Ya las profes han dicho casi todo, pero digamos una cosita más acerca de este gesto comparativo entre jardín y primaria: creo que ambos niveles tienen más en común de lo que creemos. O, dicho de otro modo: que ambos son escuela por razones parecidas. Pero para explorar estas semejanzas hace falta descorrer dos cortinas bastante pesadas: la primera es la de esa mirada punzante sobre cualquier cosa “típicamente escolar” como venenosa, como tradición autoritaria que debe ser desarmada, es decir, la escuela como aquello a lo que se critica y que debe ser transformado, incluso antes de entenderlo o describirlo. Y la segunda cortina (que es un poco el reverso de la primera) es la de esas ganas locas del jardín de diferenciarse de la primaria (especialmente de todo lo acartonado, lo criticable, lo vetusto, lo solemne). Es posible que, aflojando esas dos tensiones, se pueda pensar mejor al jardín como escuela. El huequito por el que puede mirarse esa posibilidad, en este caso, es el de los objetos como destinatarios lúdicos de la tarea y la atención escolar, esa que no vive solo en cuadernos renglonados.
Los objetos son relatos y manuales de instrucciones
Pero ¿qué es un objeto? ¿Qué es una cosa? Permítanme traer una idea de Santiago Alba Rico, que se ha convertido, ya puedo decirlo, en mi filósofo español de izquierdas (toda una categoría) favorito, y a cuya lectura arribé –como a tantos libros– siguiendo los pasos lectores de Jorge Larrosa. Desde su óptica, cada cosa encierra, a la vez, un relato y un manual de instrucciones. El relato es el relativo a cómo fue concebido, fabricado, y es también, de alguna manera, la historia de sus propietarios. Pero, a la vez, una silla nos cuenta cómo se hace una silla. Las cosas son, en efecto, “tiempo detenido, memoria materializada ante nuestros ojos, el pasaje grumoso entre el pasado y el futuro que reúne en un coágulo engaño placentero y conocimiento” (Alba Rico, 2013). Y rescatar esas historias y esas instrucciones que los objetos contienen es una hermosa manera de pensar estos ejercicios de tacto atencional en el jardín.
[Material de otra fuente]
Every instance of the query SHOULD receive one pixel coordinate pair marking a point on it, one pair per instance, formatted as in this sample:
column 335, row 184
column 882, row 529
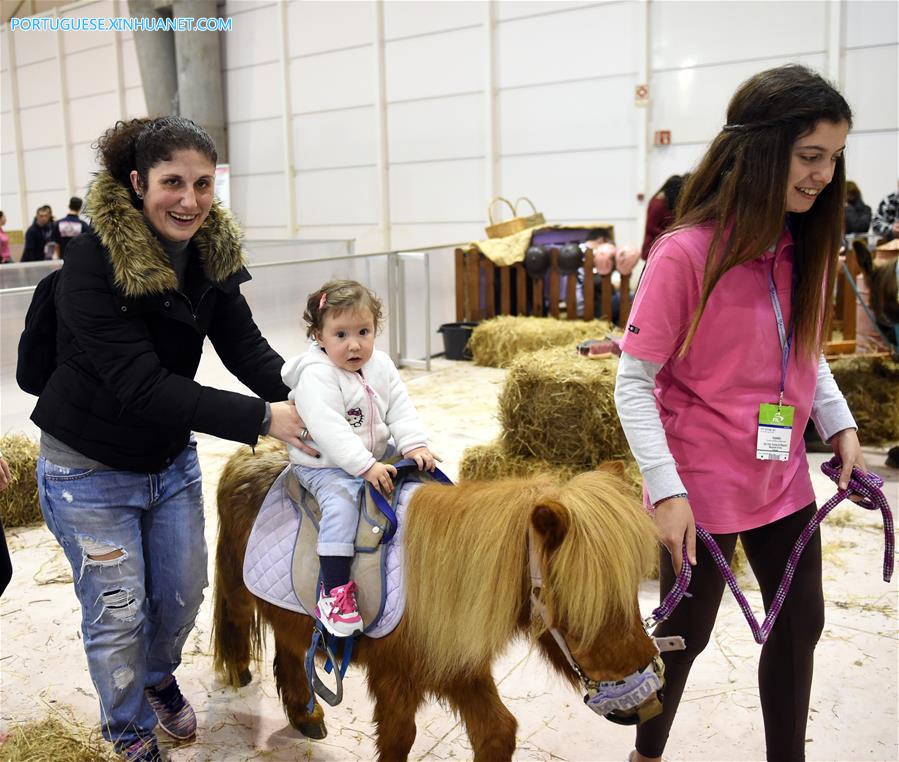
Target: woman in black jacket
column 118, row 476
En su bella canción Con dos X y un tango, Alejandro del Prado enumera los objetos que lo atan al siglo veinte (el de las dos X, claro). Y enumera boletos capicúa, ceniceros, discos de vinilo, olor a kerosén, cosas así, de las que adornaban aquellos años.2 La canción muestra a alguien que lleva una época a cuestas, llenándose de objetos que la reflejan. Los objetos son parte del mundo, con todo lo que el mundo tiene de lugares, tiempos y objetos. Para Del Prado, esos objetos cuentan su historia y explican cómo se vive en el siglo XX. Hagan el ejercicio, mientras leen este libro, de pensar cuáles son los objetos que constituyen su propio kit de vida cotidiana. Yo escribí esta página en la cocina, a mi lado estaba el mate que me regaló un amigo artesano, con la yerba un poco lavada de las nueve y media (pero no tanto, porque es de molienda uruguaya, que dura más) y el termo, cuyo interior de vidrio ya me he cansado de reponer cada vez que se rompe. Tiene pegadas tres fotitos adhesivas del rostro de Gardel que me regalaron en el museo gardeliano la última vez que lo visité. Y solo en ese objeto, en ese mate que va y viene entre mi compañera y yo, ya hay historias e instrucciones: la historia de mi amistad, de mis viajes, de mi gusto por el tango, de mi pareja, de mi país y sus tradiciones, de mi época y sus fragilidades. Las instrucciones sobre la hechura del mate, su alternancia en la ronda, la reposición del termo roto y el uso de las calcomanías (otro cliché del siglo XX).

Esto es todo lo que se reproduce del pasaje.